Tour De France, Olympics Will Be Tough Double for Top Cyclists
The Tour de France is the ultimate race in the bicycling calendar, but the Olympic road race that comes around once every four years is special, too. It’s special not just because of its infrequency, but also because of the toll it takes on riders’ bodies.
The Tour ends on July 22, and the men’s road race at the 2012 Summer Olympics is July 28, followed by the time trial four days later. For cyclists who want to participate in all of those races, it’s going to be a rough season.
On one hand, it’s good to keep pedaling during that time period. It keeps riders in racing form and doesn’t give them too much time to over-think any event.
However, rest is crucial, and most riders aren’t getting much of that these days. A six-day turnaround is extremely short to go from one grueling race to another.

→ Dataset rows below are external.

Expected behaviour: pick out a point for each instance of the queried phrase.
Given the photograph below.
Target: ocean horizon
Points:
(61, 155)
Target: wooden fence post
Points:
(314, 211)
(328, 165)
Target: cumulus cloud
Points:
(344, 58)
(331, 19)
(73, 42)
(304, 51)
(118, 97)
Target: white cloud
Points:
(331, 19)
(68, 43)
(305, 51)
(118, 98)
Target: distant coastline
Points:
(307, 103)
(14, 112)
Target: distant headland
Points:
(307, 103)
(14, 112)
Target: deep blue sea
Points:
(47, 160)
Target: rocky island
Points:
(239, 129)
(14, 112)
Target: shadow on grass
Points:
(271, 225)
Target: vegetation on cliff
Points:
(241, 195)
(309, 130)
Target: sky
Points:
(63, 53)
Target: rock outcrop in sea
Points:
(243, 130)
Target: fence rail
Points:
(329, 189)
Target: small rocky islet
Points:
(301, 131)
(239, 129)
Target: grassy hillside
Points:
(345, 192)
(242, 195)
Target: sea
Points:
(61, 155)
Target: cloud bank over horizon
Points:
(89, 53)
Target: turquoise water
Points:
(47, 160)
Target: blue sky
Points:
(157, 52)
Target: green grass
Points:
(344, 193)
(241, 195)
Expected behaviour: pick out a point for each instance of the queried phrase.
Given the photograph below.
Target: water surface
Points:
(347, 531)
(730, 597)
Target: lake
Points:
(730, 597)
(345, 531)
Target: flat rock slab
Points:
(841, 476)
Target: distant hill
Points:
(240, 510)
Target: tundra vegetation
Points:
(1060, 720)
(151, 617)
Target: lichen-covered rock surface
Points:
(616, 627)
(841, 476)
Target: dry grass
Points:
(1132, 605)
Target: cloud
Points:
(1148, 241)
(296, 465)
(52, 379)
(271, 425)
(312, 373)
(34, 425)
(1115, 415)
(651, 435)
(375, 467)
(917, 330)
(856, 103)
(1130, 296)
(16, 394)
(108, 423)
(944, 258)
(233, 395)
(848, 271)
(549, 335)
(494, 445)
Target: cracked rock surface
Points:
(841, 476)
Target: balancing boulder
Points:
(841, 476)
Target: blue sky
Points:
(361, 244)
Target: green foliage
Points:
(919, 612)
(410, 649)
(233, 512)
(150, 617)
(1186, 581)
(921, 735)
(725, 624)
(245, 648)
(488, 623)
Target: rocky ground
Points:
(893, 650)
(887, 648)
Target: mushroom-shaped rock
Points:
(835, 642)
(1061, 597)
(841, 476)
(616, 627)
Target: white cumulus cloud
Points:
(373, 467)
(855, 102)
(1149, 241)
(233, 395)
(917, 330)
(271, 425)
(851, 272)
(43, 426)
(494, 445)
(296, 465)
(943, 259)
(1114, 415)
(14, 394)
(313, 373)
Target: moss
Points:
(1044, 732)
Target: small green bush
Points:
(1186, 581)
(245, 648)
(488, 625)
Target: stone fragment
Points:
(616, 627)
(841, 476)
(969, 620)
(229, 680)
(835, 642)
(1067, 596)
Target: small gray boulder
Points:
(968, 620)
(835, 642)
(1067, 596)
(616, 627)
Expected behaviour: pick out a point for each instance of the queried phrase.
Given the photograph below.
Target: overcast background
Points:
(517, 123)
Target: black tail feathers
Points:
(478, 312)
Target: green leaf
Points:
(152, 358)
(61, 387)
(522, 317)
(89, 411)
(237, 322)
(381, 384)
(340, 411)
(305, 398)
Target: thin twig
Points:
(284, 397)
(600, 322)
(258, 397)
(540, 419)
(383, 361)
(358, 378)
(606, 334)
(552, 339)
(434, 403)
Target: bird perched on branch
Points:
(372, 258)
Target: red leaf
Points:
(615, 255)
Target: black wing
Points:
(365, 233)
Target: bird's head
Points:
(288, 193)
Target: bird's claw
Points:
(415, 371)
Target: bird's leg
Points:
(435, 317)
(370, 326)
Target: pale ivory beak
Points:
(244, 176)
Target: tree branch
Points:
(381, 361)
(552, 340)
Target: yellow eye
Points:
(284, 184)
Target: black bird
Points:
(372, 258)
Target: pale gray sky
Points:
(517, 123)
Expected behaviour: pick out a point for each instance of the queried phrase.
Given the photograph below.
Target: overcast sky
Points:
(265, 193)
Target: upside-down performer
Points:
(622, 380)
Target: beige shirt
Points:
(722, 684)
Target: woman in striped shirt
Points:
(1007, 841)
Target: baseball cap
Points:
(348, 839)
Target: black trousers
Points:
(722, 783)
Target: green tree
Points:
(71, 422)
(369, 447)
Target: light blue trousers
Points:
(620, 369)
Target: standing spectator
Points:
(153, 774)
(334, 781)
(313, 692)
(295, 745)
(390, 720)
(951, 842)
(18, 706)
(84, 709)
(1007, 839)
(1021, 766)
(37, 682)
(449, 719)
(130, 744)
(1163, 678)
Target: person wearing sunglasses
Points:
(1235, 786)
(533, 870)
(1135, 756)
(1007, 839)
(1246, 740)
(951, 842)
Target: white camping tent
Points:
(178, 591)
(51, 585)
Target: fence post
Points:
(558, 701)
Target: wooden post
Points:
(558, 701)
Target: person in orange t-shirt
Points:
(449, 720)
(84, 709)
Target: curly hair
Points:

At least the Olympic road race is just one 155-mile stage, unlike the Tour de France, which is 21 events spread across three weeks with just two rest days interspersed.
Riders who want to concentrate on the Olympics might be able to drop out of the Tour, were it not for their sponsorship obligations. As Mark Cavendish told the AP via NBC:
The tour is my job. Commercially, if a sponsor puts in money, the Tour de France is a big deal. So I have to do it. I want to do it. It's what my season's about. I have to display my sponsor's logo. There's no better way to display your sponsor's logo than going over the line with your hands in the air.
Cavendish, a British racer who will be participating in the Olympic race on his home soil, might have thought harder about London 2012 after a Stage 4 crash during the Tour de France. He will continue to race in France despite the crash.
Other Olympic hopefuls competing in the Tour include Cadel Evans, Oscar Freire and Sylvain Chavanel. They will all be pedaling on short rest at the Olympic Games.
What is the duplicate article?
Why is this article offensive?
Where is this article plagiarized from?
Why is this article poorly edited?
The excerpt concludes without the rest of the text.